A status of its own

How Facebook came to dominate social-networking.

The Facebook Effect vertical (photo credit: Courtesy)
The Facebook Effect vertical
(photo credit: Courtesy)
In late 2003, 19-year-old Harvard undergraduate Mark Zuckerberg started playing about with a new tech project. He already had an impressive track record of seeing through innovative ideas to fruition – an earlier project from high school had attracted interest from both Microsoft and AOL. But thefacebook.com – as it was known at the time – was something altogether different.
The premise was simple: to provide Harvard undergraduates an on-line portal to share information about themselves with their social network, a tool for enhancing relationships with people whom they knew or had interests in common. The service went live on February 4, 2004; in four days, 650 students had signed up, and within a month thefacebook.com had 10,000 members. A new paradigm in social communication was born.
How this project became the most influential presence in Internet history is the subject of David Kirkpatrick’s The Facebook Effect: The Inside Story of the Company that Is Connecting the World. Part corporate biography, part social analysis, it makes a good attempt at unpicking why Facebook has become so successful. As Kirkpatrick makes clear, Facebook’s dominance of the social networking world has much do with good timing, hard work and, occasionally, good fortune; but it is also as much about the inscrutable temperament of a focused young man, confident enough to trust his instincts in building his part-time project into a catalyst for shaping the future.
Numbers are significant to the Facebook success story. Because of its phenomenal take-up – half a billion users, 70 languages – Facebook has been able to use its demographic and geographic spread to fundamentally change the way in which people engage with each other. On the upper end of the intellectual scale, social networking creates the opportunity for users to share information and engage in compatible interests with consummate ease; at the other end, it facilitates “an element of wanting to belong, a dash of vanity and more than a little voyeurism.”
But Facebook also stands out for its meteoric – by any standard – rise as a commercial concern, with a paper value of $15 billion. As a business case study, Kirkpatrick – for many years senior editor for Internet and technology at Fortune magazine – does a solid job of exploring the commercial factors in Facebook’s success. Primary among them was the access it provided to media and advertising concerns. Even in its infancy, Facebook offered access to what has been described as “the richest data set by a mile” for on-line marketeers: Because users invariably – and willingly – share significant personal information about themselves and their interests with their network, it afforded advertisers an unprecedented opportunity to tailor and target adverts specifically to relevant audiences.

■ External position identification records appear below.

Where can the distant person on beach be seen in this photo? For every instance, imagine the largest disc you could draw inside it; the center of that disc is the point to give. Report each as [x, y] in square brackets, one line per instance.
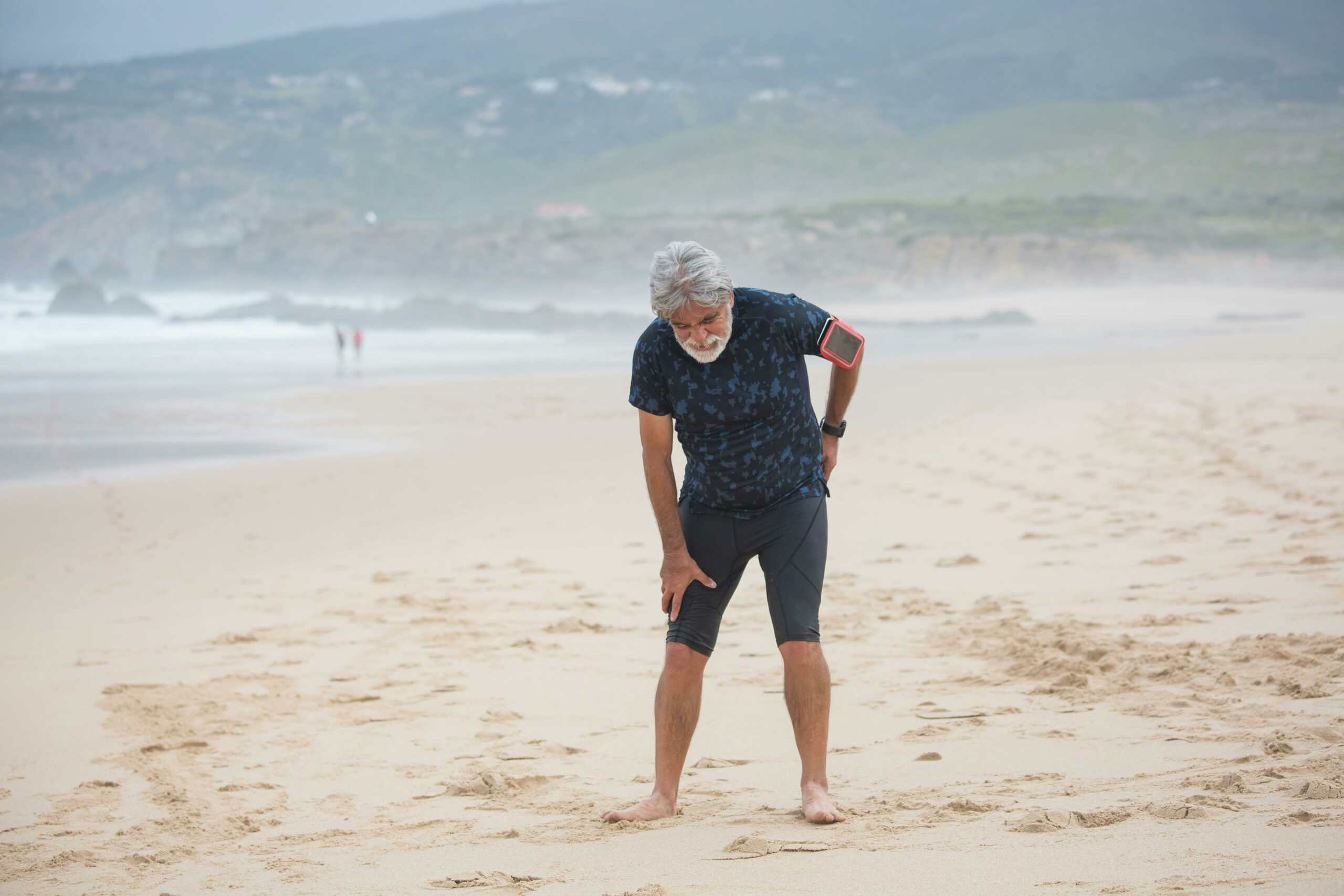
[728, 366]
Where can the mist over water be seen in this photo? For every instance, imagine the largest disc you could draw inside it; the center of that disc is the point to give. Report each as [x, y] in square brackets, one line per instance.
[85, 394]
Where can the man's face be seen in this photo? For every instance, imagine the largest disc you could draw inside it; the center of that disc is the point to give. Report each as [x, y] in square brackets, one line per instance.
[704, 331]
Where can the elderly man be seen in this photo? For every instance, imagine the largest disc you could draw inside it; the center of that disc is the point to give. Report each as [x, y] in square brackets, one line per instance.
[728, 364]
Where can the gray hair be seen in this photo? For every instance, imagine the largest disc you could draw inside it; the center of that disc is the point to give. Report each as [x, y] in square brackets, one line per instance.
[687, 273]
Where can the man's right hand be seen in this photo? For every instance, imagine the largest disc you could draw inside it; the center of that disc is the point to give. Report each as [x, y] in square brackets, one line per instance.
[679, 571]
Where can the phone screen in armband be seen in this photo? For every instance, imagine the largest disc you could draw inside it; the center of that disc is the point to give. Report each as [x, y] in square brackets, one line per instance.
[841, 343]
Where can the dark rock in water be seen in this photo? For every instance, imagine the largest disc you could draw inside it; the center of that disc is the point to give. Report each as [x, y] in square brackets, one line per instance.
[78, 299]
[131, 305]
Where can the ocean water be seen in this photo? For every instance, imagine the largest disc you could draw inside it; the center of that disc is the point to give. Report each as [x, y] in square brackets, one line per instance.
[107, 395]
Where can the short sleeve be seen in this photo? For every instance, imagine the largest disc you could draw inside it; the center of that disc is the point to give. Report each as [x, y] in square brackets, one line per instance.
[804, 324]
[648, 386]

That said, Kirkpatrick points out that Zuckerberg never intended Facebook to be just another platform for merchandising. Rather, commercial interests provided the wherewithal for a vision that is at once both astonishingly simple and breathtakingly audacious: “to change the world... to make (the world) a better place.”
Facebook’s value to users as a networking aid is predicated on the fact that users are generally – and unusually, in the murky anonymous world of the Internet – identifiable as the people they claim to be. Zuckerberg sees this as a good thing; as Kirkpatrick observes, Facebook was founded on “a radical social premise – that inevitably, enveloping social transparency will overtake modern life.”
Transparency is clearly no bad thing in itself, but as the author notes wryly: “For better or for worse, Facebook is causing a mass resetting of the boundaries of personal intimacy.” In this respect, one suspects that Facebook’s lasting legacy will be to change existing notions of the distinctions between public and private space.
Transparency, of course, extends beyond the personal into the realms of public accountability, corporate responsibility and good governance. “[Facebook] puts the onus on companies to be more good and trustworthy. A more transparent world creates a better-governed world and a fairer world.”
Kirkpatrick notes that it isn’t a surprise that Facebook has become a major agent for social activism, users mobilizing authentic grassroots support for challenging the status quo. Hierarchical boundaries are increasingly diminished, as more people find a voice and an audience for their opinions on Facebook.
On the whole, The Facebook Effect does a good job of tracing the maturation of both the platform and the founder, and the corporate and ideological tensions that Facebook – that Zuckerberg – has so far deftly negotiated. Lacking, a little disappointingly, is a wholehearted attempt at unpicking Zuckerberg himself. Facebook remains, first and foremost, a Zuckerberg project; aside from his 25 percent shareholding, he directly controls three of the five seats on the board, and thus is able to steer the company in precisely the direction he wants it to go.
Although, as Kirkpatrick documents, there has been the occasional hiccup along the way, Zuckerberg demonstrates an almost preternatural capacity for absorbing information and ideas, and for integrating them – when useful – into his grand vision for the future. Understanding where this vision grew from would be interesting; it might offer a glimpse into the future of Facebook, and the direction that Zuckerberg intends to steer it as it becomes a ubiquitous part of the social landscape. As Zuckerberg himself puts it, “The companies that succeed and have the best impact... are those that have the longest time horizon.”